Kouluterveydenhuollon suunnitelmallisuus ja saatavuus Suomessa 2000-luvulla

Hanne Kivimäki

Research output: Book/ReportDoctoral thesisCollection of Articles


Statutory school health services have an opportunity to reach most children and adolescents and promote their health and well-being. The aim of this dissertation was to study the planning activity and availability of Finnish school health services, emphasizing the perspective of equality. The study comprises four publications which focus on activity plans and annual reports, visiting rates of school health services, perceived access to services by adolescents, and parental participation in health examinations. The topics were examined at the level of service providers, health centers and comprehensive schools, as well as at the student level. The data used were national and regional health center surveys, action plans and annual reports made by health centers, the statistics of school health care visits, data collection for comprehensive schools and the nationwide School Health Promotion study, which was targeted to adolescents.
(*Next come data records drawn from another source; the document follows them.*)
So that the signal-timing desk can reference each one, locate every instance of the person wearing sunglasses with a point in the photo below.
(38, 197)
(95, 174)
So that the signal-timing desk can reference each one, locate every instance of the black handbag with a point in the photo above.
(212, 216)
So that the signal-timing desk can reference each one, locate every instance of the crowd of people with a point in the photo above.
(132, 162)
According to the results, one third (33%) of the health centers (N=227) implemented activity planning according to recommendations in 2005. Small health centers made, and revised, activity plans the least. The analysed documents were mainly quite brief. Planning activity was not equal between different areas. According to the study concerning visits to school health services in 1994–2005, visiting rates to doctor per thousand 7–18-year-olds decreased until the beginning of the 21st century, and the change in other visits was small. The variation in visiting rates between health centers was large and increased for visits to school doctor. Preventive services were decreased by several professionals simultaneously.
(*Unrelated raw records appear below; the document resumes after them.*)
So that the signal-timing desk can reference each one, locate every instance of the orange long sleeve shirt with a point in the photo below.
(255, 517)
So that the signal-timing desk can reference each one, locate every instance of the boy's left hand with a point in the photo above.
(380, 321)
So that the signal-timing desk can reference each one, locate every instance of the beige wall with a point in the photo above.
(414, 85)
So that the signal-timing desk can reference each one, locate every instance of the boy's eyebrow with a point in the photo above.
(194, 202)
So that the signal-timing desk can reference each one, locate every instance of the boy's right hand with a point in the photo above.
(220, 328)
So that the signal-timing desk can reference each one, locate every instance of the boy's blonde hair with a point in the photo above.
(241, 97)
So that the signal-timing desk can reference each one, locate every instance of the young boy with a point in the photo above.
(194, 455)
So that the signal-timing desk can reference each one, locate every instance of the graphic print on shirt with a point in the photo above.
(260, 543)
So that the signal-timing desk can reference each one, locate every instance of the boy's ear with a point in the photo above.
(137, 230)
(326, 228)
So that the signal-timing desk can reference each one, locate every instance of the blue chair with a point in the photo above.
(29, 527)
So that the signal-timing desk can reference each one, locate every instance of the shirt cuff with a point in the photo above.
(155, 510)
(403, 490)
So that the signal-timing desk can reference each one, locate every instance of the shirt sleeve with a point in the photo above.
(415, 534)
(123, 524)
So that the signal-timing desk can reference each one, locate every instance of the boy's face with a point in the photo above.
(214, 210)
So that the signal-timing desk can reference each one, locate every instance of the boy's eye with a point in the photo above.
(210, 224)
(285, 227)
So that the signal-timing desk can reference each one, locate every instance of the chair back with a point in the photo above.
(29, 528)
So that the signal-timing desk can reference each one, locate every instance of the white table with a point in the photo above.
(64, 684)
The guidance for school health services was strengthened by governmental decree (2009/380; 2011/338) and the Student Welfare Act (2013/1287). Service providers were obliged to ensure a uniform level and availability of services. According to the results, about one sixth (13%) of adolescents (N=71 865) perceived accessing school health nurse appointments as difficult in 2013. In 2017, less than half (44%) of the adolescents (N=58 232) reported parental participation in a health examination during grades 7–9. The share of adolescents who perceived difficult access or reported parental participation in health examinations varied greatly between health centers and schools. A school health nurse resource below national recommendation was associated with difficult access among boys. School health nurse resource or parents’ invitation to a comprehensive health examination were not associated with parental participation.

Socio-demographic factors, such as parents’ low education level or immigrant background, were associated with perceived difficult access or parents’ non-participation in health examinations. Parental unemployment had no association here. Factors related to adolescent’s wellbeing, for example daily health complaints or discussion difficulties with parents, were also associated with perceived difficult access and parental non-participation. Challenges in perceived health and school-related well-being had an association with perceived difficult access. Adolescents who had a long-term illness or were bullied weekly reported more frequent parental participation.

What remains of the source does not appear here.